Schwarze Schafe "Jetzt glaubt Europa, alle Griechen gehen in Frühpension, das stimmt aber nicht. Es gibt auch bei uns Menschen, die hart arbeiten und Menschen, die weniger arbeiten. Es wird halt ein Teilbild herausgenommen, dabei gibt es überall schwarze Schafe. Nehmen wir die vielen Frühpensionen der ÖBBler - das würde ja auch niemand auf alle Österreicher umlegen."
Die Titelseiten der Boulevardblätter hält Grammatikou nicht für repräsentativ, ganz im Gegenteil: "Das Bild von den Griechen ist ja eigentlich sehr positiv, das hat ja vor allem mit den Urlaubsreisen der Österreicher zu tun."
Unterstützung kommt in dieser Frage von deutscher Seite: Laut einer Umfrage des Magazins Stern von Anfang Mai finden weiterhin drei von vier Deutschen die Griechen "sehr sympathisch" oder "sympathisch".

"Sorgen machen oder Scherze"
Lefteris Dermitzakis in seinem Restaurant in der Wiener CityNein, Säulen, Netze und Amphoren findet man in seinem Lokal nicht. Auch keine Fotos vom Sonnenuntergang über Santorin. Lefteris Dermitzakis, 51, ist Besitzer des modern gestylten Restaurants Orpheus in der Wiener City und damit Chef über 300 Quadratmeter und 16 Mitarbeiter. Das Geschäft gehe derzeit gut, besser sogar als normalerweise, versichert er. "Alle kommen und fragen mich: ,Was ist los bei euch in Griechenland?' Die einen machen sich Sorgen, die anderen machen Scherze."
Dermitzakis sorgt sich - und er ärgert sich. "Es tut mir weh, wenn man meinem Land den gestreckten Mittelfinger zeigt", sagt er. "Aber vielleicht ist das eine Chance für Griechenland, dass auf Grund des Drucks der EU endlich alles besser wird.
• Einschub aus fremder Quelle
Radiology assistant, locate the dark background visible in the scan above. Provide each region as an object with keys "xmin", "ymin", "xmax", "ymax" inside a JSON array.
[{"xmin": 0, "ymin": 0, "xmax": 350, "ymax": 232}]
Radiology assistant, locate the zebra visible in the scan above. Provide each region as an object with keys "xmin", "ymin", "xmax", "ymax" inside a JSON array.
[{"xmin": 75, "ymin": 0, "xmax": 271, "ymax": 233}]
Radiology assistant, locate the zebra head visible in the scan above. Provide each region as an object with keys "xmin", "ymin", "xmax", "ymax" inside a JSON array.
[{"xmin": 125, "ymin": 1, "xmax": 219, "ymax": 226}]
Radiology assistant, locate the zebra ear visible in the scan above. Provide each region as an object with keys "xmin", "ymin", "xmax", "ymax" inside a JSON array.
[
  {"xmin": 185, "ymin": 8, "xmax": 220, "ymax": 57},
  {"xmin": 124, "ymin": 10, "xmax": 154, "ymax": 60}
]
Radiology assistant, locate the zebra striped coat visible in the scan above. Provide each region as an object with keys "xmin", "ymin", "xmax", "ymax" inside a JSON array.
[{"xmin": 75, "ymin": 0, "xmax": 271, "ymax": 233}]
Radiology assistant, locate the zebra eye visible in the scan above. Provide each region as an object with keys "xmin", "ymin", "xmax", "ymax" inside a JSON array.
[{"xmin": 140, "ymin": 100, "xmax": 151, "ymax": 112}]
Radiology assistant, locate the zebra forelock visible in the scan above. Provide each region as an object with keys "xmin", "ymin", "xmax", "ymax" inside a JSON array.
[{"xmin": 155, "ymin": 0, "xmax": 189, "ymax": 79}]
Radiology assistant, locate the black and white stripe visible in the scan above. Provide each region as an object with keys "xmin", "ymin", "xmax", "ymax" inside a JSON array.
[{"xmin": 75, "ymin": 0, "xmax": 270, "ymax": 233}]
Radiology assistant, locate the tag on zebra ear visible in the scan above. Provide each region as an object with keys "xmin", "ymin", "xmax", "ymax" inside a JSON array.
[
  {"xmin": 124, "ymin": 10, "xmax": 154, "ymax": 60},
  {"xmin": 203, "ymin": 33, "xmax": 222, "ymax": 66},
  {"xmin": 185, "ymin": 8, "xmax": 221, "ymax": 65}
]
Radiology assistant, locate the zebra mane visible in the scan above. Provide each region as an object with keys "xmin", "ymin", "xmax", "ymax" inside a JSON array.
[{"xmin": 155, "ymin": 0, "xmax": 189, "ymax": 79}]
So kann es jedenfalls nicht weitergehen."
Vor 26 Jahren kam er nach Wien, um Deutsch zu lernen - und mit dem Plan, Österreich nach drei Monaten wieder in Richtung Kreta zu verlassen. Doch er blieb der Liebe wegen; er jobbte als Kellner, machte Deutsch-Kurse und wurde schließlich Geschäftsführer vom Orpheus, das er dann 1997 kaufte.

An die ersten fünf Jahre in Österreich erinnert er sich nicht so gerne. "Ich habe gelitten, ich wollte immer nach Hause. Das Wetter war schlecht, ständig hat es geregnet, und das ganze Leben war so durchgeplant."
Daran hat er mittlerweile Gefallen gefunden. "In Griechenland herrscht Chaos. Ein Bankbesuch ist ein Tagesprogramm. Und bis der Installateur kommt, dauert es Tage. In Österreich hingegen funktioniert alles." Nicht das einzige, das ihm hier taugt. "Ich liebe das Burgenland." Nachsatz: "Wegen der Weine." Seit einiger Zeit sucht der zweifache Vater einen Bauernhof mit Ziegen und Schafen, auf den er sich in der Pension immer mehr zurückziehen möchte.